The quarterly revenues of cloud computing giants are approaching $100 billion, accompanied by a simultaneous sharp rise in capital expenditures.

In the second quarter of 2025, the global cloud computing market is about to reach a crucial milestone. According to Synergy Research Group, cloud infrastructure revenue reached $98.8 billion, representing a year-on-year growth of approximately 25%. However, cloud service providers are also simultaneously increasing their capital expenditures (Capex) to cope with the continuously growing demand, especially the surging demand for computing power and storage brought about by generative AI (GenAI). 


The revenues of the three major cloud giants have grown strongly, with AWS still in the lead. 
Hyperscalers contributed the lion's share of cloud computing revenue this quarter, amounting to approximately $63 billion to $65 billion. Among them, AWS led the pack with $30.9 billion in revenue, representing a year-on-year growth of 17.5%. Google Cloud generated $13.6 billion in revenue, a 32% increase. Although Microsoft did not disclose Azure's revenue separately, based on what an AWS executive said during the earnings call and considering Microsoft's previously announced annual revenue of $75 billion for Azure, its quarterly revenue is estimated to be between $18 billion and $20 billion. 
Although AWS's growth rate was lower than that of Google Cloud (39%) and Microsoft Azure (32%), Amazon CEO Andy Jassy explained that AWS has a larger customer base and its quarterly growth is subject to volatility. John Dinsdale, chief analyst at Synergy, said: "Although the cloud computing market is about to reach a quarterly scale of $100 billion, the annual growth rate remains around 25%, and it is expected to maintain an average annual growth rate of over 20% in the next five years. GenAI further amplifies this already large and fast-growing market." 

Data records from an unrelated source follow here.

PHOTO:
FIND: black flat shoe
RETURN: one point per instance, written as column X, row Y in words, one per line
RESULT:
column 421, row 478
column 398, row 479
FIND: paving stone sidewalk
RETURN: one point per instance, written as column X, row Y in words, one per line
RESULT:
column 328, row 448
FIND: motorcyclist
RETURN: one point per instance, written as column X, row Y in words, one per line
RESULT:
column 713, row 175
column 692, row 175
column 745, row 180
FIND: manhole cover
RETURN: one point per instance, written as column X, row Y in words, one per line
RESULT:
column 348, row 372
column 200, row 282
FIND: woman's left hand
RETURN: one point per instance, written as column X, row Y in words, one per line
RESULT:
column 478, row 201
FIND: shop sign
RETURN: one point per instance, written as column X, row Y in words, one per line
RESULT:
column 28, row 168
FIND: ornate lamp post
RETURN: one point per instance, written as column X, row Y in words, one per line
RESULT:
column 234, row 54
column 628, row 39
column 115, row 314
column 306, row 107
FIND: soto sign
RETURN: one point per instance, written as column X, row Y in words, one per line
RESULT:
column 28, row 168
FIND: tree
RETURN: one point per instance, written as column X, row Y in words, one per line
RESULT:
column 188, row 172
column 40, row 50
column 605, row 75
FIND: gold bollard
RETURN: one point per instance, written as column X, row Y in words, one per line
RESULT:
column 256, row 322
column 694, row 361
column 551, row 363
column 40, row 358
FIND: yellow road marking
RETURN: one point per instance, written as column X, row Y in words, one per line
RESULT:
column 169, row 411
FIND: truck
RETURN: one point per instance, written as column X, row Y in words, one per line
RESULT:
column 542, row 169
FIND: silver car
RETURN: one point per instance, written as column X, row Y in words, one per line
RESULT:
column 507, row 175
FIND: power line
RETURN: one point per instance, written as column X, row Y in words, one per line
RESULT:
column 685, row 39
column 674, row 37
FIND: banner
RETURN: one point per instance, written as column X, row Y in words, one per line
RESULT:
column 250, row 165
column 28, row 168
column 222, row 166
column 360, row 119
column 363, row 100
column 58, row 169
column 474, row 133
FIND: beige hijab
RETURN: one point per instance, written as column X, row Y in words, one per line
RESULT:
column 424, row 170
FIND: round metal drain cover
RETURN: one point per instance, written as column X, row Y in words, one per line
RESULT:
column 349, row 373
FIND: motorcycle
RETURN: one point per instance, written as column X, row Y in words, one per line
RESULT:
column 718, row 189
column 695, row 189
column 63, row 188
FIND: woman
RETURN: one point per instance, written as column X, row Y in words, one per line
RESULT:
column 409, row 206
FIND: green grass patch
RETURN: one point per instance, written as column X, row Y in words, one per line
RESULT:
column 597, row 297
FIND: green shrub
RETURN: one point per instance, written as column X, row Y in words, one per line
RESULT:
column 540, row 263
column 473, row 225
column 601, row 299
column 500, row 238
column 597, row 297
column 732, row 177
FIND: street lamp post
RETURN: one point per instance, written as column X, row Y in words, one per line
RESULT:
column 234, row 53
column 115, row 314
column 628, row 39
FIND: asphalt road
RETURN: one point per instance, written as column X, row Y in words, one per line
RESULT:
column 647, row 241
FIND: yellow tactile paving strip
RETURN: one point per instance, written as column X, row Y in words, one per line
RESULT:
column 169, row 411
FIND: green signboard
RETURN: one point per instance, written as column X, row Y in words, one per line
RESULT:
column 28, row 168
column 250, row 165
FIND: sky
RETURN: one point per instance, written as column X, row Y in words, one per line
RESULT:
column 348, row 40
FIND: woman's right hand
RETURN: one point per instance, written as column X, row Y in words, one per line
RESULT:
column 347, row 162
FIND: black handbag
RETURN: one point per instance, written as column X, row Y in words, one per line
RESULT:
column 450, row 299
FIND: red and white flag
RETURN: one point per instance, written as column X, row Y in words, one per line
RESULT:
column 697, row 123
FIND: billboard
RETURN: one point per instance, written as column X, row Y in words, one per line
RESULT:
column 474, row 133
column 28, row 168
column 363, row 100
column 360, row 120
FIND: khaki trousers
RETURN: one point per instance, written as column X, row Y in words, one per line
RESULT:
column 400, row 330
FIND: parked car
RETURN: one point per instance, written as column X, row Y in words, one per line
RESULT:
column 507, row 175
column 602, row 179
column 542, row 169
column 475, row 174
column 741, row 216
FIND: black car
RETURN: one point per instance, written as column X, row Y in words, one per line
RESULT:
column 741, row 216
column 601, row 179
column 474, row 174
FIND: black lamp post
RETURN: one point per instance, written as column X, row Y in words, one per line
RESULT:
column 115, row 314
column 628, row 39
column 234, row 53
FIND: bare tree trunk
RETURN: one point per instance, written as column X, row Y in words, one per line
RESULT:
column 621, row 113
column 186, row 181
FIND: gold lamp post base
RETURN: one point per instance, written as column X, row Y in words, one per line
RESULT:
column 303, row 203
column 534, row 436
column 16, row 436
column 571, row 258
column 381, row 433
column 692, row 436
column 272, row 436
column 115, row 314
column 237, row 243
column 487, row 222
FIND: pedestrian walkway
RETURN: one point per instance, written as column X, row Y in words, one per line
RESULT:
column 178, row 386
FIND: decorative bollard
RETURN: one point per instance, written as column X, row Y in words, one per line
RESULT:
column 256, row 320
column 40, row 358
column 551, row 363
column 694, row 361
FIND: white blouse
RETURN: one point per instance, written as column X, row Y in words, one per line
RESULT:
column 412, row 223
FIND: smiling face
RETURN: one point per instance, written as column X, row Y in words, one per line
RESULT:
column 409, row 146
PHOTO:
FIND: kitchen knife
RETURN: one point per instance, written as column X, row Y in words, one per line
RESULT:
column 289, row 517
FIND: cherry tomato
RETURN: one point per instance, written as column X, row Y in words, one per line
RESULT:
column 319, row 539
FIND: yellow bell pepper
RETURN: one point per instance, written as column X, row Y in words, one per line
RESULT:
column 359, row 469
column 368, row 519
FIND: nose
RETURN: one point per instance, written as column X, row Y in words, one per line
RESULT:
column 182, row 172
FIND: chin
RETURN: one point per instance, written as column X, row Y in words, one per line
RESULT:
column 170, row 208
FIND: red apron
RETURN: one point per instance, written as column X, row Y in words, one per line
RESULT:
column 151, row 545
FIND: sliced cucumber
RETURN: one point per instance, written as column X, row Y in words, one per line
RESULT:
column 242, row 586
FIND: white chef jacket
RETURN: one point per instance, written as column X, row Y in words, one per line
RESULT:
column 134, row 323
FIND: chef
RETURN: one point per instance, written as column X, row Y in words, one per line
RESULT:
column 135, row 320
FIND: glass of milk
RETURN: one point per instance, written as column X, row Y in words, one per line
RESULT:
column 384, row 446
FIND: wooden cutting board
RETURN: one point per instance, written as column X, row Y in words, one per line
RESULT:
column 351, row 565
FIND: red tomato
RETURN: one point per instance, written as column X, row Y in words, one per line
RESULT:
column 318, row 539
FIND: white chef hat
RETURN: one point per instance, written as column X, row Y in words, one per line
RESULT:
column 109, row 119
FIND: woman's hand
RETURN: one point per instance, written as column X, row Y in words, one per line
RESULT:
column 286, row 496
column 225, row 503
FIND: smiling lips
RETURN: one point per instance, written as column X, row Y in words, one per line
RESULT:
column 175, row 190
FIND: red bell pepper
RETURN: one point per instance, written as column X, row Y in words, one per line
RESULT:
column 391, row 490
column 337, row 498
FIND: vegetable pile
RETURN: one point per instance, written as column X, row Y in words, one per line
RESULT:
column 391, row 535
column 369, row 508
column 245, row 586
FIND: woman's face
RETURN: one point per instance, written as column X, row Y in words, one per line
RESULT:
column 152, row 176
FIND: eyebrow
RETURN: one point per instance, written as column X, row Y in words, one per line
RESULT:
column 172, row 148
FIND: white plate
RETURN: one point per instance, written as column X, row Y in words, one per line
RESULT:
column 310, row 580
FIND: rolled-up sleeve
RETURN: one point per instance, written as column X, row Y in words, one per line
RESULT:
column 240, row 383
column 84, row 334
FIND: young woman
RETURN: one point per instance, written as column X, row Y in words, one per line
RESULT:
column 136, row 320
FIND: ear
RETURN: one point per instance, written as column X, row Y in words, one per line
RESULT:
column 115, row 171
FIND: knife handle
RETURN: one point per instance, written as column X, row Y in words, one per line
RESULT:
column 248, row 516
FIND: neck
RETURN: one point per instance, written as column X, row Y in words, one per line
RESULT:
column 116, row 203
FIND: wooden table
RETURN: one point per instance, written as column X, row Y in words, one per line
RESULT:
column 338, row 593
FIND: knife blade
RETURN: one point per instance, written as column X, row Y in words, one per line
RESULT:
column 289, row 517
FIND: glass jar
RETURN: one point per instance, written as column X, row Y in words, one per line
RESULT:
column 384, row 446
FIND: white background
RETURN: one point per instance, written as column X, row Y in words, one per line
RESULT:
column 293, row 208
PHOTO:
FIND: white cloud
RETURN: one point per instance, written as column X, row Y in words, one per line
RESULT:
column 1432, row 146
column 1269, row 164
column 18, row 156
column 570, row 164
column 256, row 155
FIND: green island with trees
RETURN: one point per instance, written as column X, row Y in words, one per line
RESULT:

Capital expenditure has soared, with order backlogs reaching $669 billion. 
The rapid growth of cloud computing is also accompanied by huge capital expenditures. In the second quarter of 2025 alone, the capital expenditures of AWS, Google Cloud, and Microsoft reached as high as 78 billion US dollars, mainly used for building new data centers, purchasing chips, and enhancing computing power. Google Cloud even raised its full-year capital expenditure forecast for 2025 by 10 billion US dollars. 
Overall industry spending is higher, with other cloud service providers such as Oracle and CoreWeave also increasing their investments. However, supply still cannot meet demand. The total backlog of orders for the three major cloud giants has reached 669 billion US dollars, and all have stated that current market demand far exceeds available capacity. Google and Microsoft predict that the supply shortage will continue until the end of 2025.

 
GenAI drives long-term growth, but challenges remain. 
The explosive growth of generative AI is a key driver for the continuous expansion of the cloud computing market. Cloud service providers not only need to offer the computing power required for AI training and inference, but also optimize their storage, network, and data management capabilities. However, high capital expenditures and supply chain constraints (such as GPU shortages) remain challenges for the industry. 
Synergy predicts that although the market growth rate may slow down slightly in the next few years, cloud computing will remain one of the most steadily growing markets in the technology industry. With the popularization of AI applications and the development of emerging technologies such as 6G and edge computing, the investment boom in cloud service providers is unlikely to cool down in the short term.